Aku menghela nafas panjang. Bayangan Putra kembali mengisi relung hatiku.

Senyum menawan Putra yang datang ke rumah dengan membawa boneka babi lucu berwarna biru dan setangkai bunga di hari jadi kami yang kedua menari lagi di kepalaku. Memaksaku untuk kembali mengingat segalanya hal tentang Putra. 

Ini untuk kesekian kalinya memory itu terputar jelas. Menceritakan setiap detail kenangan indah itu yang berakhir dengan malam dibalkon rumahnya. Putra menghiasi balkon dengan banyak lampu. Memasakkan nasi goreng favoritnya untuk makan malam kami. Wajah Putra memang tidak seganteng Nicolas Saputra, Putra juga tidak setajir Ardie Bakrie, tapi yakinlah romantisnya ngalahin Glen Alinski meskipun tanpa berlian.
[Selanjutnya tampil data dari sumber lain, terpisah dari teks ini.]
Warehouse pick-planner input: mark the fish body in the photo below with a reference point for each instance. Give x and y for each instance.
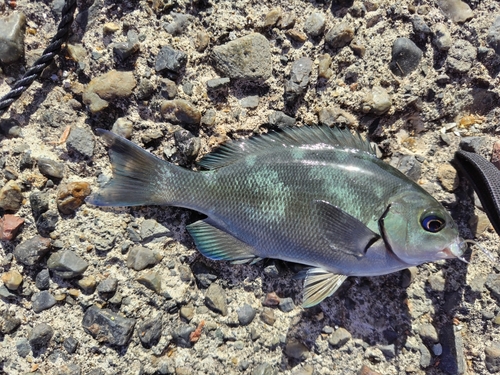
(316, 196)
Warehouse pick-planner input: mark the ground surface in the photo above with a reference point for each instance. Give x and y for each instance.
(437, 319)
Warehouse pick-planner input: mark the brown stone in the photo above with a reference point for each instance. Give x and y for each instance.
(12, 279)
(9, 226)
(296, 35)
(448, 178)
(71, 195)
(182, 111)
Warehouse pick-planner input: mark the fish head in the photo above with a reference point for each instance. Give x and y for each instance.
(418, 229)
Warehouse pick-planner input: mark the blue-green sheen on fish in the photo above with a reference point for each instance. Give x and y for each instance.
(317, 196)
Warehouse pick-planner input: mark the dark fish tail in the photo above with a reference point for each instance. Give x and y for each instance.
(139, 177)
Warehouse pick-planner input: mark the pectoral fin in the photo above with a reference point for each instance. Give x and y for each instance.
(342, 231)
(320, 284)
(214, 243)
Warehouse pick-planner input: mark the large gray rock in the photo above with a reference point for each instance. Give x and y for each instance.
(106, 326)
(248, 57)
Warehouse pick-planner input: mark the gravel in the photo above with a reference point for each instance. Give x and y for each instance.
(229, 70)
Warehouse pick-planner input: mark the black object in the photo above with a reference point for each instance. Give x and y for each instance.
(48, 55)
(485, 179)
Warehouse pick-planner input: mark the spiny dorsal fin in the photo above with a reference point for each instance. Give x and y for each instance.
(303, 137)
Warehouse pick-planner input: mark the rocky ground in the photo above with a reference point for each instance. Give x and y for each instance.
(89, 290)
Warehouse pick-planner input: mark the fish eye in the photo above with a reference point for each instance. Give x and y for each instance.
(432, 222)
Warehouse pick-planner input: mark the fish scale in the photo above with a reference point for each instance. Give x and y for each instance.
(316, 196)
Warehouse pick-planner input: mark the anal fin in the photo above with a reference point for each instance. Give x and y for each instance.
(217, 244)
(320, 284)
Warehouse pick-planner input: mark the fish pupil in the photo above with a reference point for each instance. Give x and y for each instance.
(432, 223)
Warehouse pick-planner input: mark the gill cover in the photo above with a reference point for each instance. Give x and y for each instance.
(417, 229)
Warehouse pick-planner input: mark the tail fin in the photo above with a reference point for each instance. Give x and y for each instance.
(137, 175)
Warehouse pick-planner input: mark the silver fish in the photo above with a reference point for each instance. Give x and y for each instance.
(317, 196)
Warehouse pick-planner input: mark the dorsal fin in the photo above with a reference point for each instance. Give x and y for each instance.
(303, 137)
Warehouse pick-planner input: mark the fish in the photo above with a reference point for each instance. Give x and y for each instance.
(485, 180)
(317, 196)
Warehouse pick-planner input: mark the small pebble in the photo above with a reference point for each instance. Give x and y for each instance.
(267, 316)
(67, 264)
(42, 280)
(123, 127)
(151, 280)
(251, 102)
(296, 35)
(124, 50)
(300, 73)
(150, 330)
(377, 101)
(286, 304)
(442, 37)
(168, 88)
(428, 333)
(40, 336)
(180, 111)
(23, 347)
(272, 17)
(10, 325)
(31, 251)
(187, 312)
(295, 349)
(51, 168)
(140, 258)
(107, 287)
(248, 58)
(88, 284)
(246, 314)
(324, 70)
(12, 30)
(425, 356)
(339, 338)
(9, 226)
(187, 143)
(461, 56)
(448, 177)
(218, 83)
(70, 196)
(151, 230)
(11, 197)
(110, 28)
(170, 61)
(107, 326)
(437, 349)
(39, 202)
(46, 222)
(81, 141)
(287, 20)
(202, 41)
(278, 119)
(178, 25)
(215, 299)
(12, 279)
(457, 10)
(106, 87)
(314, 25)
(365, 370)
(493, 37)
(271, 299)
(70, 344)
(340, 35)
(42, 301)
(264, 369)
(406, 57)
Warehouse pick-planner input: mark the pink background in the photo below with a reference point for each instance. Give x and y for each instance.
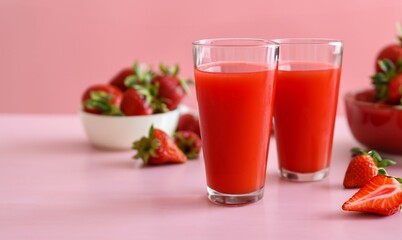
(51, 51)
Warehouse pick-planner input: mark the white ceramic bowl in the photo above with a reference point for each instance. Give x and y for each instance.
(119, 132)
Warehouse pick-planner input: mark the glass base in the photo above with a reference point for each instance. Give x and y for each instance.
(234, 199)
(304, 177)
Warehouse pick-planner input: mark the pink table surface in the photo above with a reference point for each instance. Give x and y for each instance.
(54, 185)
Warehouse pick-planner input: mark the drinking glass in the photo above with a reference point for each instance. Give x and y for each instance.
(235, 82)
(305, 106)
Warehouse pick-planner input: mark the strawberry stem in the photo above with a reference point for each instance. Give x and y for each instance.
(146, 147)
(381, 171)
(100, 100)
(399, 30)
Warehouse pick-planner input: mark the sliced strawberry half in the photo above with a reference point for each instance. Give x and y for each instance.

Tanpa sadar aku tersenyum getir. Seakan memutar bagian terbaik dalam kehidupanku. Miris memang, karena bagian terbaik itulah yang semakin membuatku terluka.

"Sesayang itu aku sama kamu Put. Aku mencoba mengingat semua kenangan menyakitkan agar aku bisa membencimu. Nyatanya, semakin aku coba untuk benci kamu, semakin besar rasaku padamu."

Sebuah pesan masuk.
Dewi.
Wanita yang menghancurkan mimpi indahku dengan Putra sudah beberapa minggu ini menghubungiku.

Ku balas pesan itu dengan penuh  perjuangan. Hatiku kembali hancur.

Hei Dewi yang sekarang menjadi kekasih mantan calon tunanganku, tak bisakah kau biarkan aku terluka disini sendiri?
Aku ga butuh perhatianmu yang membuatku makin remuk.
Apakah sekarang kau berlagak jadi Dewa Eprifon?
Atau kau sebenernya ingin memamerkan bahwa kau memenangkan percintaan ini karena kau lebih dekat dengan Putra?
Kau gila pengakuan ya?
Kenapa sih kalian menyakitiku sampai sedemikian rupa?
Tak cukupkah aku kau lukai Put?

Duuh kalo ngomongin putra, aku selalu melow gini yaa...

Aku tersenyum pahit dan melongo. 

Sekarang aku sadar ternyata rekan kerjaku sweet banget looh walaupun rada ajaib. Gimana ga ajaib, perpisahanku dengan Putra sudah empat bulan yang lalu dan tanpa aku sadari mereka sudah duduk diruanganku. Sejak kapan?? tau ga mereka bawa apa? wafer tango kesukaanku.

"Mba Ori yakin ga papa?"
Perempuan cantik ini tersenyum sambil menatapku curiga.

"Ga papa untuk?"

"Eemmmmmm.... itu mba"

"Kamu kenapa sih mil? Kok aneh gitu? I'm fine beb" aku mencoba menjawab sedatar mungkin.

"Jadiii pertunangannya beneran batal mba?" Tiba-tiba Audy menarik kursi sudah nimbrung, siap buat gosip pagi ini. Ealaaaahhh ini bocah, aku sudah males bahas, dia malah langsung to the point. Tak ada niatanku sedikitpun untuk menjawab.
Aku mulai terbiasa tanpa kehadiran Putra.

"Mbaaaa...." Audy bersuara.

"Hmmmmmm" jawabku malas.

"Mba itu matanya masih bengkak loh" Audy memberikan cermin padaku.

Kulihat pantulan diriku, GOD, kacau banget. Mata udah kayak panda, jerawat di mana-mana, muka lusuh, kucel. Kebanyakan lembur niih.... Pantesan aja aku di tinggalin, lusuh begini. Huuuuufffffttttt... ku hela nafas panjang.

"Mba... itu wafer cuma di anggurin doang?" Audy mulai membuka bungkus wafer itu dan memakannya.

"Mba Ori ga doyan ya?" Goda emil sambil ikutan mencomot wafer itu.

"Kalian ini, katanya mau jenguk, kok wafernya di makan sendiri? Entar bintitan loooh" Candaku

"Beneran mba bisa bintitan kalo udah ngasih di makan lagi?" Audy panik. Bocah ini memang lucu. Kadang polos kadang oon.

"Hayoooo loooooh dy... bintitan matamu" Emil mulai kumat isengnya.

"Masa siiih mba? Yang bener?" Suara Audy mulai bergetar.

Aku dan Emil saling pandang sambil menahan senyum menyaksikan Audy mulai ketakutan. Emang dasar itu bocah parnoan. Semua hal dianggap serius.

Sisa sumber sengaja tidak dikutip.